Please take some time to read the instructions carefully before getting started with implementation. You should
approach your implementation like any seasoned software developer would; list down things you understand,
list down things you do not understand, and take time to come up with some high-level thoughts on how you
will go about designing the solution.
1. Description
File systems provide the ‘file’ abstraction. Standing between the user and the disk, they organize data and
indexing information on the disk so that metadata like ‘filename’, ‘size’, and ‘permissions’ can be mapped to
a series of disk blocks that correspond to a ‘file’. File systems also handle the movement of data in and out of
the series of disk blocks that represent a ‘file’ in order to support the abstractions of ‘reading’ and ‘writing’

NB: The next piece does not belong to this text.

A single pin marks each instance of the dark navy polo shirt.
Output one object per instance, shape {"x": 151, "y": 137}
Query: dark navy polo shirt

from/to a ‘file’. You will be implementing a fairly simple file system called Tiny File System (TFS), building
on top of the FUSE library.
2. FUSE Library
FUSE is a kernel module that redirects system calls to your file system from the OS to the code you write at
the user level. While working with an actual disk through a device driver is a worthy endeavor, we would
prefer you concentrate more on your file system’s logic and organization instead of building one while also
learning how to operate a disk directly. You will, however, have to emulate a working disk by storing all data
in a flat file that you will access like a block device. All user data as well as all indexing blocks, management
information, or metadata about files must be stored in that single flat file.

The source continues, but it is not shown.